Partly in response to these criticisms, project officials withdrew the previous draft review issued in August. They say the new draft takes into account comments from 188 individuals and organizations, as well as 33 agencies.
Opponents said the revisions appear to fall short of addressing their concerns.
Tandy, whose objections have centered on the project's proposed use of city property, criticized project officials for issuing the revised document without first resuming discussions with the city.
But he expressed a measure of satisfaction that the new draft looks at potential project impacts as far east as Oswell Street. The earlier version stopped short of Oswell, prompting concerns that the project's course would be decided without a full accounting of what that would mean to east Bakersfield.

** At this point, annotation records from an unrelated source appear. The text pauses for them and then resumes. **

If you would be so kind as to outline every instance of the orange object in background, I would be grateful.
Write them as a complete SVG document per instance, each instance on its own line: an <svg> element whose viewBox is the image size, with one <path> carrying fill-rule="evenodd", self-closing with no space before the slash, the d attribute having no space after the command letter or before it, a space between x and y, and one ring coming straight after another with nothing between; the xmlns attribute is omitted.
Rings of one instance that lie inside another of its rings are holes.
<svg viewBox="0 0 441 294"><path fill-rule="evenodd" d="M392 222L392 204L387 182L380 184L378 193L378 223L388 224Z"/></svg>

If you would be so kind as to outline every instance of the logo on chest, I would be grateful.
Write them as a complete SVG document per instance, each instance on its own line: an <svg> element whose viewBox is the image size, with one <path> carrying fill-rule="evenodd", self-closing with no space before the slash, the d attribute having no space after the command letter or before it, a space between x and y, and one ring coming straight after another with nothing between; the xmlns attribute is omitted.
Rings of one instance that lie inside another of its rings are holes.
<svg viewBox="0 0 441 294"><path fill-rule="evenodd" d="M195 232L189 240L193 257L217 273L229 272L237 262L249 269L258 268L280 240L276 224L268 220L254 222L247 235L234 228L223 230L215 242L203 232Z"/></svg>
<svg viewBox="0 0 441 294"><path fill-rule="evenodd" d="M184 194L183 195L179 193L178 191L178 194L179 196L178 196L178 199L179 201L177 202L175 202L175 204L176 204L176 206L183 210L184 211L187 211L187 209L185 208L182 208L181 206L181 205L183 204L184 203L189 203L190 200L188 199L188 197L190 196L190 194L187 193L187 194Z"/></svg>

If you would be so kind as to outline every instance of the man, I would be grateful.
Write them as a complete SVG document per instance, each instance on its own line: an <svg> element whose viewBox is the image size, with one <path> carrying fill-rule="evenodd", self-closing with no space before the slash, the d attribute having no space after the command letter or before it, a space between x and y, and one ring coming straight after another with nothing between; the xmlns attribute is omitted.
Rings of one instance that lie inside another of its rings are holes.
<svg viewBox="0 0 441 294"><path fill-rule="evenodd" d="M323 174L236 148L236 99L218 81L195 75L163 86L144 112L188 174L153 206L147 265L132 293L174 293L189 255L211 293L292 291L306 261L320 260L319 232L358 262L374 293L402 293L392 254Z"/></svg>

"That would be better, if it's correct," he said.
Responding to concerns
A project spokeswoman said officials were not available for comment Tuesday. But in a press release Monday afternoon, California High-Speed Rail Authority CEO Jeff Morales stated that the new draft testifies to their commitment to an open and transparent process, and that it responds to many concerns expressed initially by people in the Central Valley.
"We know we haven't addressed all issues to everyone's satisfaction but this part of the process is designed to get the public's input to continue to improve this document going forward," he stated in the release.
Several local groups and individuals that have commented publicly on the project, including state Sen. Michael Rubio, D-Shafter, Rep. Jim Costa, D-Fresno, and the Kern Council of Governments, were not available for comment Tuesday.
Others declined to weigh in without having reviewed the document completely.
Kern County administrative analyst Teresa Hitchcock noted that the new draft review contains an important element missing from the original: a parcel-by-parcel listing of properties that potentially would be affected by the project's various alternatives.
"I think that's a huge improvement in the document itself," she said.
"I think it'll give people a better place to start when they're looking at it."
One of the project's most influential critics, Rep. Kevin McCarthy, R-Bakersfield, kept up the pressure in an emailed statement.
"The California High Speed Rail Authority's revised EIR report doesn't change the fundamental flaws of this project: a lack of private investment, flawed cost estimates and ridership numbers, and reliance on borrowing money we don't have," he stated.